XH is like this, going on about how little he has to the point the kids get worried by it. His income is 3 times the average family income, I earn way less and pay 80%+ of the kids expenses, but hes hard up apparently. Complaining how skink you are when you earn a good income is a privilege, people can put whatever spin on it they want but it isn't the same as actually being broke because you have no income. There are options if you have a good income, these don't exist for those who are actually struggling to put food on the table and a roof over their heads. If people can't understand the difference then they've had the privilege of never being truly poor.

snowynight · 31/12/2024 12:44

Thanks for all the responses - it's really useful to have some different perspectives 🙂.

To clarify a few things, I'd be very surprised if there was any financial (or any other) abuse going on.

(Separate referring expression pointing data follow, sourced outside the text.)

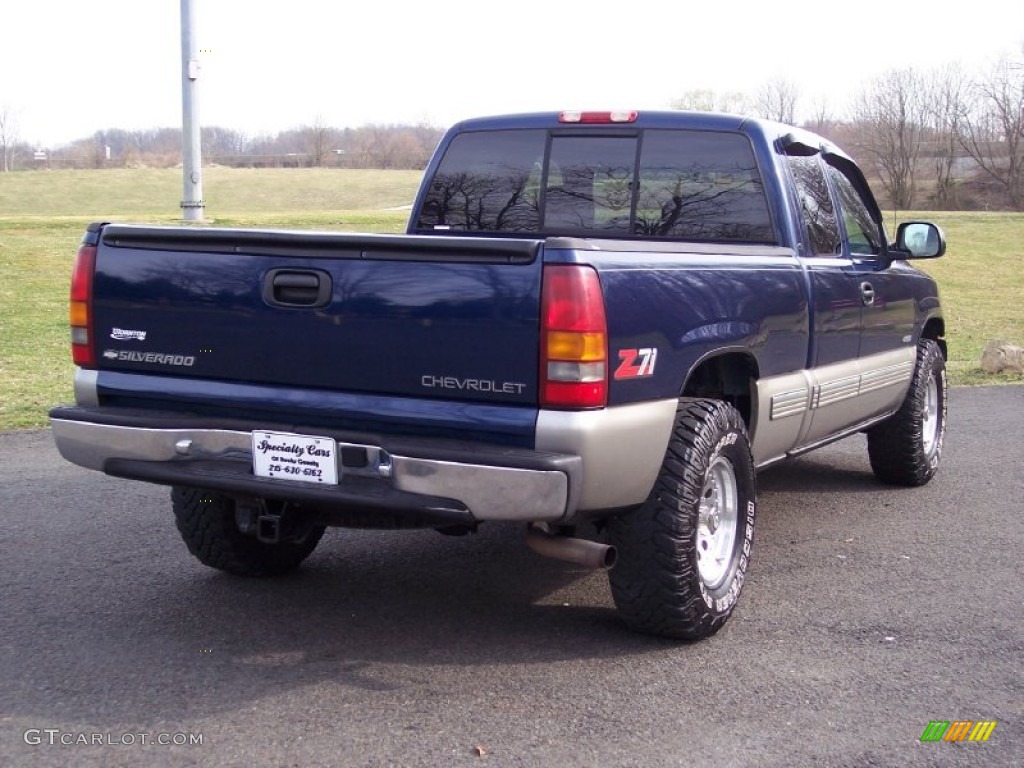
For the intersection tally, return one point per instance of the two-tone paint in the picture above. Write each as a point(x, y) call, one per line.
point(422, 353)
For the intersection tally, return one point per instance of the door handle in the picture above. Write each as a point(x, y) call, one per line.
point(867, 293)
point(297, 288)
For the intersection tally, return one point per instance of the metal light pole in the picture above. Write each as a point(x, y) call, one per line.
point(192, 155)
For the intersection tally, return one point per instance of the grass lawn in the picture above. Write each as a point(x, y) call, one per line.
point(43, 215)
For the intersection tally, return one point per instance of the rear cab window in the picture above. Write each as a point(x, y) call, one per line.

I know the family well and she shows no sign of being in any kind of controlling relationship - takes the piss out of her DH to his face etc.

Financially I'd say they're very comfortable and there is family money - parents with multiple homes etc, so I struggle to believe she has to work for financial reasons, even though there are obviously lots of other valid reasons for working.

I guess if I'm honest I do envy her life - she has a lovely husband, beautiful home etc. Also I feel none of my married friends, including her, ever acknowledged how difficult my experience of being a single parent was and how different my future looks as a single woman without much of a pension. This is partly why I find her saying she HAS to work so triggering, and her comments implying she is worse off financially than me, when she clearly isn't because she's married.

On her part I know that she's not someone who finds life easy, and whilst I wouldn't dream of telling her how lucky she is, I suspect there are plenty of people who do. Maybe she feels that her struggles aren't recognised, but if that's the case it seems very unfair to take this out on me.

Apologies for TLDR, but it's been therapeutic to get this off my chest 😊. To those suggesting I discuss it with her - I seriously can't imagine having that conversation.